# Diesel dog aka 'Gimp'



## tashi (Dec 5, 2007)

Thought I would put some on of young Diesel playing in the garden this afternoon, he has had a coat explosion as I bathed him this morning in readiness for a champ show next week, needless to say with his puppy coat it has gone quite wild


----------



## Inca's Mum (Apr 9, 2009)

He's a total cutie bless him, reminds me so much of my aunty's Goldie (now 8) and also my grandma's two Goldie's which passed away in the early 2000's. Lovely pictures


----------



## tashi (Dec 5, 2007)

Inca's Mum said:


> He's a total cutie bless him, reminds me so much of my aunty's Goldie (now 8) and also my grandma's two Goldie's which passed away in the early 2000's. Lovely pictures


Thankyou I think he is going to be a big boy he is only 6 months so still got a bit to go


----------



## Vixie (Nov 17, 2007)

great pics tashi, hes a gorgeous boy and wow hes only 6 months old, I think you are right hes going to be a bog boy


----------



## tashi (Dec 5, 2007)

Vixie said:


> great pics tashi, hes a gorgeous boy and wow hes only 6 months old, I think you are right hes going to be a bog boy


yep I think so he got quite a bit of knuckle still, hopefully you will meet him soon


----------



## Vixie (Nov 17, 2007)

tashi said:


> yep I think so he got quite a bit of knuckle still, hopefully you will meet him soon


I hope so, he looks a lovely lad, would love to meet him, 

he looks like he had a great time in the garden


----------



## Colsy (Oct 3, 2008)

Wow my goodness he is huge  but very handsome.
Are you sure thats Diesel the puppy i saw ?
He is lovely i want him....


----------



## lauz_1982 (Dec 14, 2009)

tashi said:


> Thought I would put some on of young Diesel playing in the garden this afternoon, he has had a coat explosion as I bathed him this morning in readiness for a champ show next week, needless to say with his puppy coat it has gone quite wild
> 
> View attachment 36579
> 
> ...


He's gorgeous - looks like butter wouldn't melt! :001_tt1:

Laura


----------



## tashi (Dec 5, 2007)

He has changed just a little lol, but still hasnt got a brain bless him


----------



## Colsy (Oct 3, 2008)

tashi said:


> View attachment 36597
> 
> 
> He has changed just a little lol, but still hasnt got a brain bless him


Aww bless them all.
I bet he has got a brain maybe just pretending like Elmo does.


----------



## JANICE199 (Feb 1, 2008)

*Love the pictures Tashi especialy the 2nd one.*


----------



## tashi (Dec 5, 2007)

Colsy said:


> Aww bless them all.
> I bet he has got a brain maybe just pretending like Elmo does.

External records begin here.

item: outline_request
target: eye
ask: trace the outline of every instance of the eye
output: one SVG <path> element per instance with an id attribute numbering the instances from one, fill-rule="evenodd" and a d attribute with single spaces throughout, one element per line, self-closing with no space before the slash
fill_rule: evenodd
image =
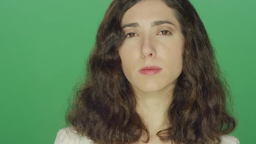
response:
<path id="1" fill-rule="evenodd" d="M 168 34 L 168 32 L 169 32 L 169 34 Z M 170 32 L 169 32 L 169 31 L 168 31 L 168 30 L 162 30 L 159 33 L 161 33 L 162 34 L 161 34 L 161 35 L 162 35 L 163 36 L 169 36 L 169 35 L 170 35 L 171 34 L 171 33 Z"/>
<path id="2" fill-rule="evenodd" d="M 130 32 L 126 36 L 126 37 L 129 36 L 127 38 L 132 38 L 135 36 L 135 34 L 136 34 L 134 32 Z"/>

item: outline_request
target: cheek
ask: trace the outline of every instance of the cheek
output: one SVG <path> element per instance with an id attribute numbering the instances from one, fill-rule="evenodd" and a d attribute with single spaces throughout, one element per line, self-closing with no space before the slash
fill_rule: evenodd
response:
<path id="1" fill-rule="evenodd" d="M 131 70 L 134 70 L 135 69 L 134 64 L 135 59 L 132 53 L 124 50 L 124 48 L 121 48 L 118 51 L 118 52 L 122 62 L 123 71 L 125 76 L 128 78 L 128 77 L 130 77 Z"/>

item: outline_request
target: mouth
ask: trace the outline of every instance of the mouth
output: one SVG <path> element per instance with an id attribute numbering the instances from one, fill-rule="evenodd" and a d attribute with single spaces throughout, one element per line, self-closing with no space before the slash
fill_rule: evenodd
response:
<path id="1" fill-rule="evenodd" d="M 152 75 L 159 73 L 162 69 L 155 66 L 145 66 L 141 68 L 139 72 L 146 75 Z"/>

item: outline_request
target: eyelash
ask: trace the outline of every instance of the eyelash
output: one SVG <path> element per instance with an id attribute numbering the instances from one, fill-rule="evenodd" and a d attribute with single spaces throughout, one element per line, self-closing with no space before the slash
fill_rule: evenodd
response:
<path id="1" fill-rule="evenodd" d="M 160 32 L 162 32 L 163 31 L 167 31 L 167 34 L 168 33 L 168 32 L 169 32 L 170 33 L 170 34 L 161 34 L 162 35 L 163 35 L 163 36 L 169 36 L 170 35 L 171 35 L 171 34 L 172 34 L 172 33 L 171 33 L 171 32 L 169 32 L 168 30 L 161 30 Z M 127 37 L 127 36 L 128 36 L 129 35 L 129 34 L 135 34 L 134 32 L 130 32 L 129 33 L 128 33 L 126 36 L 126 37 Z M 128 37 L 128 39 L 130 39 L 130 38 L 133 38 L 133 37 L 134 37 L 134 36 L 132 36 L 132 37 Z"/>

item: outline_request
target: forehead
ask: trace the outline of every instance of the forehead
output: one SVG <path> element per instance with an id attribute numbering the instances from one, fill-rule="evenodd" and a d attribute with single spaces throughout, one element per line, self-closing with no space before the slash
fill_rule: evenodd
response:
<path id="1" fill-rule="evenodd" d="M 156 20 L 166 20 L 178 25 L 175 17 L 175 11 L 161 0 L 140 1 L 126 12 L 121 24 L 131 22 L 151 23 Z"/>

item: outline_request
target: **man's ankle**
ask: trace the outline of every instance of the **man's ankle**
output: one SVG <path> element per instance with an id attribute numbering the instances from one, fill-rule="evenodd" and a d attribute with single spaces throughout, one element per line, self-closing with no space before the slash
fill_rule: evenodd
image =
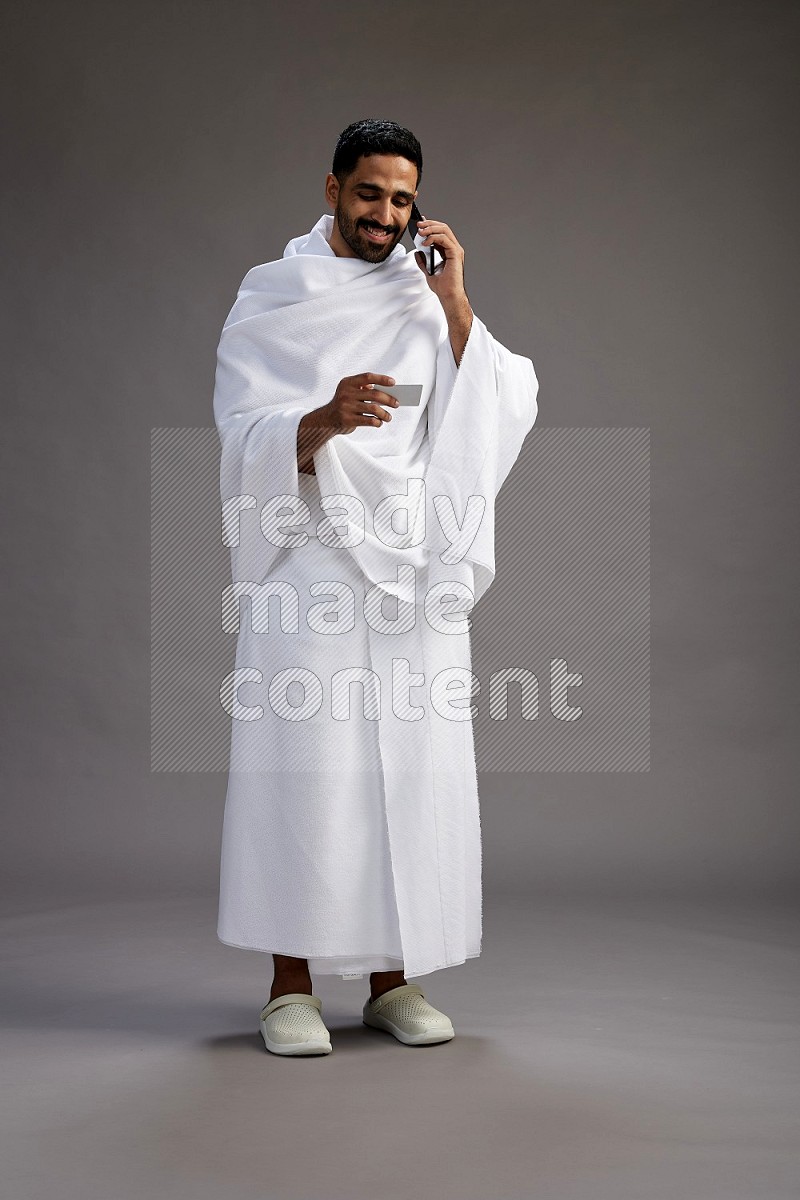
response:
<path id="1" fill-rule="evenodd" d="M 276 1000 L 278 996 L 289 996 L 295 991 L 301 992 L 303 996 L 313 996 L 311 979 L 288 979 L 273 983 L 270 990 L 270 1000 Z"/>

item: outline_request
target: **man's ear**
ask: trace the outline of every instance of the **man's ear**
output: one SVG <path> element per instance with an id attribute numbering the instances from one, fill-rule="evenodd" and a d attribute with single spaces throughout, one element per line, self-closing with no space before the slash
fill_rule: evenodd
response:
<path id="1" fill-rule="evenodd" d="M 338 194 L 339 194 L 339 181 L 336 178 L 336 175 L 333 175 L 332 172 L 329 170 L 327 175 L 325 176 L 325 199 L 330 204 L 336 205 Z"/>

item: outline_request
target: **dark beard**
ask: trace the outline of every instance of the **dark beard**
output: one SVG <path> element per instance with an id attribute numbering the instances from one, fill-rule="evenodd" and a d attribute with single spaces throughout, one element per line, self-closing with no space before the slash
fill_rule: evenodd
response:
<path id="1" fill-rule="evenodd" d="M 367 263 L 383 263 L 397 245 L 398 230 L 395 230 L 389 241 L 384 242 L 383 246 L 378 246 L 374 241 L 367 239 L 363 227 L 357 221 L 350 221 L 338 206 L 333 214 L 333 220 L 353 253 L 357 254 L 359 258 L 363 258 Z"/>

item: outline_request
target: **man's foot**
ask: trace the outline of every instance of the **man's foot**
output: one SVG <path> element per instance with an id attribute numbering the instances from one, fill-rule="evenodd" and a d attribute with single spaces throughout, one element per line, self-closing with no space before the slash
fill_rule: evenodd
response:
<path id="1" fill-rule="evenodd" d="M 450 1018 L 429 1004 L 415 983 L 390 988 L 377 1000 L 367 1000 L 363 1024 L 392 1033 L 408 1046 L 433 1045 L 456 1037 Z"/>
<path id="2" fill-rule="evenodd" d="M 272 1054 L 330 1054 L 331 1034 L 321 1018 L 323 1002 L 309 992 L 276 996 L 261 1009 L 261 1037 Z"/>

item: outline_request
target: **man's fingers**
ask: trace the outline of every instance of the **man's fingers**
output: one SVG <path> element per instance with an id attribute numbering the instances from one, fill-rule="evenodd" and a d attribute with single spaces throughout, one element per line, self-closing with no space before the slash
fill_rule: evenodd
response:
<path id="1" fill-rule="evenodd" d="M 350 378 L 357 379 L 360 388 L 374 388 L 379 383 L 385 383 L 391 388 L 395 383 L 391 376 L 379 376 L 374 371 L 362 371 L 361 374 L 350 376 Z"/>

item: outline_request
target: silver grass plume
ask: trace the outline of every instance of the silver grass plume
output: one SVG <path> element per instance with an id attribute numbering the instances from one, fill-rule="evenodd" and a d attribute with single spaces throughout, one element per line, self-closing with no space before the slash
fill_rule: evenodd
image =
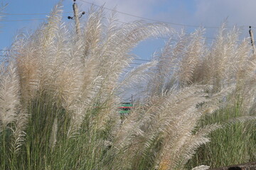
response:
<path id="1" fill-rule="evenodd" d="M 2 64 L 0 73 L 0 127 L 15 123 L 19 113 L 19 79 L 13 62 Z"/>

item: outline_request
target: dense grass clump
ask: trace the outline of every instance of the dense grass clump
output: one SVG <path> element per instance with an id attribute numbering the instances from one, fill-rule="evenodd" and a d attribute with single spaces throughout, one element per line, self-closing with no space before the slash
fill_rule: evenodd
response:
<path id="1" fill-rule="evenodd" d="M 164 23 L 120 26 L 102 8 L 89 13 L 77 33 L 62 23 L 58 4 L 32 35 L 16 37 L 0 72 L 1 169 L 186 169 L 255 160 L 255 57 L 238 29 L 224 24 L 208 47 L 202 28 L 186 35 Z M 158 36 L 178 40 L 124 76 L 132 48 Z M 142 98 L 121 121 L 120 94 L 134 84 L 144 87 Z"/>

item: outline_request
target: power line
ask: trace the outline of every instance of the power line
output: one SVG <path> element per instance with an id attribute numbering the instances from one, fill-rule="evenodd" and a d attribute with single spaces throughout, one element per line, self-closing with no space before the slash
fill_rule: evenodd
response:
<path id="1" fill-rule="evenodd" d="M 20 19 L 20 20 L 0 20 L 0 22 L 18 22 L 18 21 L 39 21 L 46 20 L 47 18 L 32 18 L 32 19 Z"/>
<path id="2" fill-rule="evenodd" d="M 91 4 L 91 5 L 94 5 L 94 6 L 98 6 L 98 7 L 102 7 L 102 6 L 99 6 L 99 5 L 96 5 L 96 4 L 93 4 L 93 3 L 90 3 L 90 2 L 86 1 L 85 1 L 85 0 L 80 0 L 80 1 L 83 1 L 83 2 L 85 2 L 85 3 L 89 4 Z M 102 8 L 105 8 L 105 9 L 109 10 L 109 11 L 113 11 L 113 9 L 111 9 L 111 8 L 107 8 L 107 7 L 102 6 Z M 135 16 L 135 15 L 130 14 L 130 13 L 128 13 L 121 12 L 121 11 L 117 11 L 117 10 L 114 10 L 114 11 L 116 11 L 116 12 L 117 12 L 117 13 L 124 14 L 124 15 L 127 15 L 127 16 L 132 16 L 132 17 L 135 17 L 135 18 L 141 18 L 141 19 L 144 19 L 144 20 L 148 20 L 148 21 L 154 21 L 154 22 L 161 22 L 161 23 L 169 23 L 169 24 L 171 24 L 171 25 L 179 26 L 186 26 L 186 27 L 195 27 L 195 28 L 198 28 L 198 27 L 201 27 L 201 26 L 195 26 L 195 25 L 187 25 L 187 24 L 182 24 L 182 23 L 170 23 L 170 22 L 166 22 L 166 21 L 164 21 L 155 20 L 155 19 L 151 19 L 151 18 L 146 18 L 146 17 Z M 245 26 L 241 26 L 241 27 L 245 27 Z M 219 28 L 220 27 L 219 27 L 219 26 L 203 26 L 203 28 Z M 233 27 L 227 27 L 227 28 L 233 28 Z"/>
<path id="3" fill-rule="evenodd" d="M 63 12 L 63 13 L 70 13 L 73 12 Z M 6 16 L 36 16 L 36 15 L 49 15 L 50 13 L 1 13 L 1 14 Z"/>

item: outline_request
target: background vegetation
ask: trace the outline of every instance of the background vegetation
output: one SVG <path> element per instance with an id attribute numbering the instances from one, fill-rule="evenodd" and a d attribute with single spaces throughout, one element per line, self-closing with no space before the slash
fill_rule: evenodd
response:
<path id="1" fill-rule="evenodd" d="M 61 18 L 58 4 L 33 34 L 17 35 L 1 64 L 1 169 L 255 161 L 255 57 L 238 28 L 224 23 L 209 47 L 203 28 L 186 35 L 164 23 L 120 26 L 114 11 L 106 18 L 93 6 L 80 35 Z M 124 75 L 132 48 L 158 36 L 171 38 L 152 62 Z M 120 94 L 134 84 L 142 98 L 121 122 Z"/>

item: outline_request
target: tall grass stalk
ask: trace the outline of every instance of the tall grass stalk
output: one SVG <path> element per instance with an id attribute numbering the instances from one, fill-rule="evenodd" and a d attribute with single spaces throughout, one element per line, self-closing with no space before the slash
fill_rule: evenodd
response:
<path id="1" fill-rule="evenodd" d="M 208 47 L 203 28 L 186 35 L 161 23 L 119 25 L 114 11 L 106 18 L 92 6 L 78 37 L 62 11 L 60 3 L 33 34 L 20 33 L 1 69 L 1 169 L 186 169 L 255 160 L 255 60 L 238 28 L 224 24 Z M 121 78 L 132 48 L 159 36 L 171 39 L 154 61 Z M 121 121 L 119 96 L 134 84 L 144 87 L 142 97 Z M 220 144 L 231 132 L 232 144 Z M 230 146 L 246 155 L 213 159 Z"/>

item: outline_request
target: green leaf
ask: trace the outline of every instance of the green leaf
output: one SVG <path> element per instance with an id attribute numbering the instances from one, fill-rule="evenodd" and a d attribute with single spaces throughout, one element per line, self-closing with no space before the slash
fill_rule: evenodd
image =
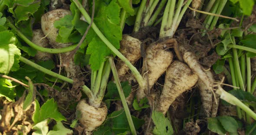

Perhaps that day they met Elmo had a word in his ear lol


----------



## tashi (Dec 5, 2007)

JANICE199 said:


> *Love the pictures Tashi especialy the 2nd one.*


Thankyou Janice makes a change from the usual photos we have of our dogs


----------



## babycham2002 (Oct 18, 2009)

Love the photos, 
Diesel such a handsome and happy boy
love the second pic with the crazy paws!


----------



## tashi (Dec 5, 2007)

babycham2002 said:


> Love the photos,
> Diesel such a handsome and happy boy
> love the second pic with the crazy paws!


To go with the crazy head lol, he is handsome and he is definately happy just had me over in the snow the fool


----------



## Colsy (Oct 3, 2008)

tashi said:


> To go with the crazy head lol, he is handsome and he is definately happy just had me over in the snow the fool


Oops you go careful now in the snow ok


----------



## GoldenShadow (Jun 15, 2009)

:001_tt1: :blush:

I love how tufty his fur is after a bath, Rupert's goes just like that too..!

He's a lovely colour!

Is he a pretty calm pup or does he like to keep you busy and on your toes?!


----------



## tashi (Dec 5, 2007)

Tinsley said:


> :001_tt1: :blush:
> 
> I love how tufty his fur is after a bath, Rupert's goes just like that too..!
> 
> ...


He is a little crazy at the mo he has just moved in from the kennels into the house, to become a house dog so he is just taking time to settle, he is very good in the night but has an inbuilt alarm clock 7 am on the dot lol


----------



## alaun (Jul 21, 2009)

Lovely pics............


----------